Pragmatique : discipline issue de la philosophie du langage qui s’intéresse à la place accordée au destinataire dans l’énoncé et aux formules utilisées par les interlocuteurs pour agir les uns sur les autres. Tout acte de langage ne se comprend qu’en référence à la situation de communication.

Actes de langage ou actes de parole : acte d’énonciation qui ne se contente pas de délivrer de l’information mais qui tend à agir sur le destinataire. Cette notion nous vient des philosophes du langage Austin et Searle9 qui distinguent des énoncés dits constatifs, qui se contentent de décrire un événement des énoncés performatifs, qui accomplissent ce qu’ils énoncent « je te promets », « je t’ordonne ». Mais la notion d’actes de langage dépasse le seul énoncé performatif, en nombre d’ailleurs limité, pour englober des formes déclaratives, interrogatives, impératives qui constituent autant d’actes de langage. Ainsi une phrase comme « il fait beau ce matin » ne peut se réduire à un simple énoncé constatif.

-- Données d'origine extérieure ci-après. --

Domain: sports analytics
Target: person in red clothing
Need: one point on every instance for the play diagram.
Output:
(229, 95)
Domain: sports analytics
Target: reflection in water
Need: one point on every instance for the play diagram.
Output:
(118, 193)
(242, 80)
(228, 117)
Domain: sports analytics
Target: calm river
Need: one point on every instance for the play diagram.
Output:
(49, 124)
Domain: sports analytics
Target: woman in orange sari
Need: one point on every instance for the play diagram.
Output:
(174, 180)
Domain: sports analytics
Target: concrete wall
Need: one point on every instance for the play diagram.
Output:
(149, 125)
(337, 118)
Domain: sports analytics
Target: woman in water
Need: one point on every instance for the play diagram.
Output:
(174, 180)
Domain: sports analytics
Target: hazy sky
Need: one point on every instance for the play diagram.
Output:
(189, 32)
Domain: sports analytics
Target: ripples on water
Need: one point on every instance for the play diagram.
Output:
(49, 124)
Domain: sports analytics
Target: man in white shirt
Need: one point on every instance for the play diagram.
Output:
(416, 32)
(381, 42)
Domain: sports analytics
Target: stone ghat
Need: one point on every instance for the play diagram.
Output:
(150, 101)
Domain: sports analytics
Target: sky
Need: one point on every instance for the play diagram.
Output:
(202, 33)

Selon le contexte, elle peut constituer une incitation à sortir se promener ou au contraire une incitation à rester tranquillement chez soi… Austin a proposé une classification des actes de langage autour de trois approches complémentaires : « acte locutoire » (production d’un énoncé structuré, l’acte de langage est alors envisagé d’un point de vue purement linguistique sans se préoccuper de l’effet produit.), « acte illocutoire » (action exercée sur le destinataire par la parole en tentant par exemple d’emporter son adhésion) et un acte « perlocutoire » (effet produit réellement sur le destinataire : va-t-il répondre ? est-il convaincu ?… Le perlocutoire s’oppose à l’illocutoire dans la mesure où il se situe davantage du côté du récepteur.10 Cette classification, qui ne doit pas constituer un objet d’étude en soi pour les élèves, constitue cependant pour le professeur un cadre de référence intéressant pour analyser par exemple les dialogues au théâtre ou encore les échanges oraux .
Texte argumentatif : la notion de « texte argumentatif » s’est longtemps comprise au regard de la classification des textes par "types" et renvoyait à des critères formels de cohérence et de cohésion (voir à ce sujet l'ouvrage d’Alain Boissinot, Les textes argumentatifs, pages 35 à 50). Les nouveaux programmes de Collège parlent désormais de « types de discours ». Le discours constitue « toute mise en pratique du langage dans une activité écrite et orale (et par extension on peut parler de discours iconique) ». Le texte est alors le résultat de cette activité. C’est pourquoi, du côté du discours, on s’intéresse à la situation d’énonciation, à ce qui relève des actes de parole, à l’implicite, au point de vue ; et du côté du texte on se préoccupe de l’organisation et de la structure autour des phénomènes de cohérence textuelle (enchaînement de séquences descriptives, argumentatives à l’intérieur d’un même texte, progression linéaire et thématique, étude des connecteurs, reprises nominales et pronominales et phénomènes de répétition).
Étant donné la polysémie du mot discours et l’introduction récente dans les programmes de Collège de la nouvelle acception de cette notion, il nous paraît raisonnable, à l’heure actuelle, de continuer à parler de « texte » à nos élèves pour lesquels ce mot renvoie à une réalité connue.